No somos la zafia rutina que vivimos día a día, ni la pobreza ni el dolor que nos rodea. Somos el recuerdo de nuestros padres, la sonrisa de nuestros hijos, el generoso desprendimiento de la amistad. Las grandes historias están en la fantasía y el cine, en las épicas rapsodias, en las epopeyas que necesitamos beber para superar la miseria que se nos impone al nacer. Los pequeños detalles, los actores secundarios, la resignada sabiduría de la madurez es lo que nos toca.

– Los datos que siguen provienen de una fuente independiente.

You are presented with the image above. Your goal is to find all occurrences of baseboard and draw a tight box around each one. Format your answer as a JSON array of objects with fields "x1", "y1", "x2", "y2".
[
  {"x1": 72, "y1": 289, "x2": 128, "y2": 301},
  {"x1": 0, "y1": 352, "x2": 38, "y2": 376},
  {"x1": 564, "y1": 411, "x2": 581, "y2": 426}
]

Y si lo sabemos valorar, podremos reírnos del tiempo que se nos va, de las supuestas glorias que debimos alcanzar, de los ridículos placeres que nos desean vender. Tomaremos nuestro corazón niño y lo abrazaremos fuerte para celebrar la fortuna de no estar solos en un mundo tan sórdido y cruel. Sabremos que tenemos el gran privilegio de la reflexión y de mirar atrás, cuando otros, el resto, la gran mayoría, solo tiene por razón sobrevivir un segundo más. Entonces le diremos a nuestros padres “gracias”, a nuestros hijos “ven, vamos a jugar”. A ella “Si el mundo termina me basta estar a tu lado”.
No necesitamos más.
O, tal vez, una buena melodía. Y bailar. Sin orden ni concierto. Aunque el mundo reviente, para volver a empezar. I don't need to be forgiven The Who.